Kültür ve Turizm Bakanlığı’nın “Kamu Taşınmazlarının Turizm Yatırımlarına Tahsisi Hakkında Yönetmelik”te yaptığı değişiklikle kıyılardaki ormanlık alanların turizme açılmasının önü açıldı. Resmî Gazete’nin 2 Temmuz 2025 tarihli sayısında yayımlanan düzenlemeye göre, kıyı kenar çizgisinin deniz tarafında yer alan ormanlık alanlar da turizm yatırımları için tahsis edilebilecek. Yönetmeliğin “Ek Alan Tahsisi” başlıklı 12. maddesine eklenen fıkrada, “Bakanlığa tasarruf hakkı verilen orman alanlarından kıyı kenar çizgisinin deniz tarafında kalan alanlar, kamu kullanımına açık olmak şartıyla, kullanma izni verilmek suretiyle tahsis sınırları içerisine dahil edilebilir.” ifadesi yer aldı.
“EKOLOJİK VE TOPLUMSAL KAYIPLAR…”
Çevre Mühendisleri Odası İstanbul Şube Başkanı Zeynep Gül Karamanlı, Resmî Gazete’de yayımlanan yönetmelik değişikliği ile kıyıdaki ormanlık alanların turizm yatırımlarına açılmasını değerlendirdi. Karamanlı, bu düzenlemenin doğal koruma alanlarının turizm faaliyetlerine tahsis edilmesinin önünü açarak kıyı ekosistemleri ve orman habitatlarını ciddi risk altına soktuğunu belirtti. Ormanların yapılaşmaya açılmasının yangın riskini artıracağı, biyoçeşitliliği tehdit edeceği ve doğal karbon yutaklarını zayıflatacağına dikkat çekti.
İklim değişikliğinin etkilerinin arttığı, orman yangınlarının geniş alanları, doğal yaşamı ve yerleşimleri ciddi biçimde etkilediği günümüzde; kamu yararı ve çevre koruma ilkeleri yerine turizm yatırımlarına öncelik verildiğini söyleyen Karamanlı, orman alanlarının kıyı kesimlerinin turizm yatırımlarına açılmasının uzun vadeli ekolojik ve toplumsal kayıplara yol açacağını vurguladı.

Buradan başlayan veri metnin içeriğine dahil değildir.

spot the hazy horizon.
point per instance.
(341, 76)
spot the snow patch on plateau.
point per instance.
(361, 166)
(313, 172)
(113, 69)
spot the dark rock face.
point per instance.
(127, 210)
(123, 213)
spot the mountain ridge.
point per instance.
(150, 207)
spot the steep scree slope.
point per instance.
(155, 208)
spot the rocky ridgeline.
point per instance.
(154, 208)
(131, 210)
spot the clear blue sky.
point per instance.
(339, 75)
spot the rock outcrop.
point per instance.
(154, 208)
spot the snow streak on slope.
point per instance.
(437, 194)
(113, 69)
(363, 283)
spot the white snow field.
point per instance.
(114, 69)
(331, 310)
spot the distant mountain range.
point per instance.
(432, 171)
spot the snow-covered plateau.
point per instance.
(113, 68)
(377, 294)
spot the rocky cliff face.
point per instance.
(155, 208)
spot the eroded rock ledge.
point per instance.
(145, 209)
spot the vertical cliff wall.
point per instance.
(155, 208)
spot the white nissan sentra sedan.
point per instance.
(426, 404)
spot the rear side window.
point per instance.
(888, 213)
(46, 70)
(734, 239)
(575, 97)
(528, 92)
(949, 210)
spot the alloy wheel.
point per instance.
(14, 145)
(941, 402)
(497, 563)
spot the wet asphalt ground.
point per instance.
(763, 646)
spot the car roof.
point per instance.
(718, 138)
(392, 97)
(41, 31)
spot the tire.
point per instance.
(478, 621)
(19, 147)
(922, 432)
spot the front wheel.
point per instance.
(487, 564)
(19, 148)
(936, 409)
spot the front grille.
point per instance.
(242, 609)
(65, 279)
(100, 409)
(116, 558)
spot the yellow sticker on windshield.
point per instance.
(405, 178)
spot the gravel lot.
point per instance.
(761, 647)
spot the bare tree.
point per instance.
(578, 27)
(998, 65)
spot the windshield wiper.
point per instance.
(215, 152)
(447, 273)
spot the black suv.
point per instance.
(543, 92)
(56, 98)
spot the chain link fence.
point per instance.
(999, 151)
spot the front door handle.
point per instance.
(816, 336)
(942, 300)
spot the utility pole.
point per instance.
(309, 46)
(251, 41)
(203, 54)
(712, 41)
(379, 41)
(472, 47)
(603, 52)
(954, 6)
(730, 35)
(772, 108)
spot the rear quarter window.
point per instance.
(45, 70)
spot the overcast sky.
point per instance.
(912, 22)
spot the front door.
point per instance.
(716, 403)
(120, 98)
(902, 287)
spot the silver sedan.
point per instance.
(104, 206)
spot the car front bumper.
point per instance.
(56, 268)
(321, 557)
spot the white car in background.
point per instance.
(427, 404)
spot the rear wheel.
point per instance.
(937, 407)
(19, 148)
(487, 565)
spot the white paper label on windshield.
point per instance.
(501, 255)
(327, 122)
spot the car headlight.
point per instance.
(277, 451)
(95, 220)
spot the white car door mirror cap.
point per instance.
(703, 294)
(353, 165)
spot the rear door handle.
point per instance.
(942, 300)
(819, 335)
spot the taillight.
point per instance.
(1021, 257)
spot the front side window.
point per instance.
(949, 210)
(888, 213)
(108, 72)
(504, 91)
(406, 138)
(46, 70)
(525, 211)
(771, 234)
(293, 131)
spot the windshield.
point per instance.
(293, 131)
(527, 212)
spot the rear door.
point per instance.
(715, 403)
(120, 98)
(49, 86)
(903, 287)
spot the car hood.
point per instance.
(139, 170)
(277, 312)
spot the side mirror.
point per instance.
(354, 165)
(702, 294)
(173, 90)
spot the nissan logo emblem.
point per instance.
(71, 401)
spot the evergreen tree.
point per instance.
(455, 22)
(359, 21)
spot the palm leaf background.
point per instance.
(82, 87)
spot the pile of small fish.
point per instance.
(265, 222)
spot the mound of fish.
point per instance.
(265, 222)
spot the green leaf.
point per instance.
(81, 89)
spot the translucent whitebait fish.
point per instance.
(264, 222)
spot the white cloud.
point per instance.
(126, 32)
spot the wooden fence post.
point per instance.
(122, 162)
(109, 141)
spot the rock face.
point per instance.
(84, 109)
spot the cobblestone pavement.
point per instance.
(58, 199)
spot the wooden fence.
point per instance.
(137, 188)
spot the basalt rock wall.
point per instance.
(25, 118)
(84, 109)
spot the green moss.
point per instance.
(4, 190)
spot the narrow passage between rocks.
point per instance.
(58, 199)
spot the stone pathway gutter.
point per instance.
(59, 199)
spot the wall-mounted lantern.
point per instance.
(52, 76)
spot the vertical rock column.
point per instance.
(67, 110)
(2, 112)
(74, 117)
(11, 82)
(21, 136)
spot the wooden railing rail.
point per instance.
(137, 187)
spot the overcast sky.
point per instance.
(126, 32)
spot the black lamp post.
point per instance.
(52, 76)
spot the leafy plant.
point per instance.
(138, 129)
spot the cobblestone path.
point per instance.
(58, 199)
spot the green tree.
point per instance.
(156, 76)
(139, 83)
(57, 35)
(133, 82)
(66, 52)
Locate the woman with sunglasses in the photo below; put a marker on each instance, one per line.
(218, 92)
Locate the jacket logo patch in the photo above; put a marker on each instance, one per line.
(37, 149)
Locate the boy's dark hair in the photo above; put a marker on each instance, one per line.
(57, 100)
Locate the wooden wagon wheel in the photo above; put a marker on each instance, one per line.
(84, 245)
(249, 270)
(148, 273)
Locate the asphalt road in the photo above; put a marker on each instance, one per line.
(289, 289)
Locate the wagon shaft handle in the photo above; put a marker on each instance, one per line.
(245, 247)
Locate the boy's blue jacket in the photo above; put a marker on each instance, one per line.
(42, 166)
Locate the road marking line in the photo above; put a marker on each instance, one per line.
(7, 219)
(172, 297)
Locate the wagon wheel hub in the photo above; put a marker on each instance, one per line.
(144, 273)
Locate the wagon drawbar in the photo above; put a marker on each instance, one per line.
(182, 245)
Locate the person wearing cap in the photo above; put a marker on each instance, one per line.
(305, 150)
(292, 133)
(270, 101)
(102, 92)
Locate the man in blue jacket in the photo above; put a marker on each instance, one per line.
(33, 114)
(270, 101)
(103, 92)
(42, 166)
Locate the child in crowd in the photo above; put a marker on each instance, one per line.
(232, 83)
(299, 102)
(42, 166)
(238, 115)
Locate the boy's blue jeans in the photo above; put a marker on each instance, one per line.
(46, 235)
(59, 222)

Karamanlı, kamuya açık olma şartı getirilse de pratikte bu tür tahsislerin çoğunlukla özel işletmelerin kontrolünde sınırlandırılmış alanlar haline geldiğine dikkat çekerek, “Kıyıların özel kullanıma konu edilmesi Kıyı Kanununun 6’ncı maddesinde bulunan kıyılardan herkesin eşitlik ve serbestlikle yararlanmasına açık olması şartını fiilen ortadan kaldırabilir.” dedi.
“ANAYASA’YA AYKIRI, İPTAL EDİLMELİ”
Kıyı Hareketleri Dayanışma Ağı da yönetmelik değişikliği ile ilgili açıklama yaptı. Değişiklikle kamu yararının gözetilmediği belirtilirken şu ifadelere yer verildi: “Çevrili ve iç denizleri, iç sulak alanları ile su zengini Türkiye'nin tüm kıyıları hızla sermayeye teslim ediliyor. Anayasa ve Kıyı Kanunu açıkça yok sayılarak, kıyı canlılığı yok ediliyor. Tarihi varlıklar ortadan kaldırılıyor, denize ve kıyılara ulaşım kısıtlanarak, yoksulluğun derinleştiği bir ekonomik kriz ortamında, kıyılar özel mülkleştirme uygulamalarıyla soylulaştırılıyor. Anayasa ve Kıyı Kanunu, kimi eksikliklerine rağmen, kıyılarla ilgili önemli bir koruyucu güvence sunuyor. Anayasa 43. Madde, Kıyı Kanunu 5. ve 6. Maddeleri başta olmak üzere, kıyıların kullanımında kamu yararının öncelikli olduğu, kıyılara erişimin kısıtlanamayacağı, kıyıların çitlenemeyeceğini ortaya konuyor. Kamuya da alan açılıyormuş gibi yansıtılan bu madde ile, artık tüm kıyılardaki özel mülkleştirme yasal hale getirilmeye çalışılıyor.”